Emile teaching a classI am a historian of twentieth-century European political and intellectual life.

I was educated at Cambridge, Rice University, Harvard University and the École Normale Supérieure, Paris. I completed my PhD at Cambridge and my thesis was subsequently awarded the History Faculty’s Prince Consort and Thirlwall Prize, and Seeley Medal for the best dissertation across all periods.

Immediately after completing my doctorate, I took up a position as a Departmental Lecturer in Modern European History in the Faculty of History and Balliol College, Oxford. I returned to Cambridge in 2012 as a Research Fellow in French Political History at St John’s College. In 2013, I moved to the University of Edinburgh as a Chancellor’s Fellow in History. I was promoted to Reader in 2018 and served as the director of the Centre for the Study of Modern and Contemporary History from 2017 to 2020.

Much of my research has focused on France, in particular the transformation of French politics since the 1970s, Franco-British relations in the 20th century and the complex legacies of colonialism. This has led to a range of publications on subjects as varied as French republicanism, the idea of the ‘Anglo-Saxon’ in modern French thought, and the history of inter-community relations in Montpellier since the end of the Algerian War.

Over time, I have moved beyond France to think more generally about how we might imagine alternative frameworks for understanding contemporary politics. This has been the catalyst for a new project on the history of identity politics, which was recently awarded funding by the British Academy.

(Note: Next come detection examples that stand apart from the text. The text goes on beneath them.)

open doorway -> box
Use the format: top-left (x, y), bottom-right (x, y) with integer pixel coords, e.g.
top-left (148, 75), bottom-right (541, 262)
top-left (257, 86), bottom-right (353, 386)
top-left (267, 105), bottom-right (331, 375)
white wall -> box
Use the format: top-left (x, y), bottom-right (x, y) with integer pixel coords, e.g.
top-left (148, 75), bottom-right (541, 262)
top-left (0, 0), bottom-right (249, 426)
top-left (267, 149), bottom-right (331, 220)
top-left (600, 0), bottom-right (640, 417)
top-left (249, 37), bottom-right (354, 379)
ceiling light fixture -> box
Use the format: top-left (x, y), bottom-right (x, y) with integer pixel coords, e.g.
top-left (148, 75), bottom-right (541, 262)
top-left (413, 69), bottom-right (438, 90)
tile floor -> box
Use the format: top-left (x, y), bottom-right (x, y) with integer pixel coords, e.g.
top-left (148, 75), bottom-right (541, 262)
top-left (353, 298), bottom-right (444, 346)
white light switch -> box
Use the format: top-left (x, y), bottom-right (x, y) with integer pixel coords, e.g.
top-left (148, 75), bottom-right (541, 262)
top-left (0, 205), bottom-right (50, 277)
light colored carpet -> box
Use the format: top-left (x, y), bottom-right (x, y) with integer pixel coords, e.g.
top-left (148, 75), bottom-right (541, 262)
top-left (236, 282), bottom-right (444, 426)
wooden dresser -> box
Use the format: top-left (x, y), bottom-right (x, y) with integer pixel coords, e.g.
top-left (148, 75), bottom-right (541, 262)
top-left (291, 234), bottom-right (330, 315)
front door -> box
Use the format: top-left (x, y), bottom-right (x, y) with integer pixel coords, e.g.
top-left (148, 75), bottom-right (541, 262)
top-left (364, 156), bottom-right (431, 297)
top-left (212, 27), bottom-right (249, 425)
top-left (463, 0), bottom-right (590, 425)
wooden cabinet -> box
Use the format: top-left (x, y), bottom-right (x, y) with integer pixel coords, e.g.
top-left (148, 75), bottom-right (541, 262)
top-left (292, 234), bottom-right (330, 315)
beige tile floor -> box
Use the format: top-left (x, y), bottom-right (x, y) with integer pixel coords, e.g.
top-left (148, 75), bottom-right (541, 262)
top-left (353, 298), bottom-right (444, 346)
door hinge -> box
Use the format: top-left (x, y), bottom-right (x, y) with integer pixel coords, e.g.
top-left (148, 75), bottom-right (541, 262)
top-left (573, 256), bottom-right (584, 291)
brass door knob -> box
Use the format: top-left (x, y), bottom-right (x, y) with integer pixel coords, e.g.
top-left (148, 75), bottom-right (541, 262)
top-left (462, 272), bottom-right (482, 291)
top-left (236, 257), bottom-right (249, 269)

My current project is an intellectual biography of the historian Eric Hobsbawm. I use Hobsbawm’s life and work to think through the history of twentieth-century global Marxism, as well as reflect on the nature of historical writing and the role of the intellectual. In 2017, I was awarded a two-year AHRC Leadership Fellowship to develop the global dimensions of this project and launch the first comprehensive online Hobsbawm bibliography.

In addition to my work on French and European history, I have a longstanding interest in the politics of migration and immigration. I have published widely on this subject, and I was a co-investigator on a major ESRC project on illegal migration and state rationality from 2016 to 2018.

My other great passion is music. I hold an LRSM performing diploma on the classical guitar and, for many years, taught the instrument to unsuspecting students of all ages.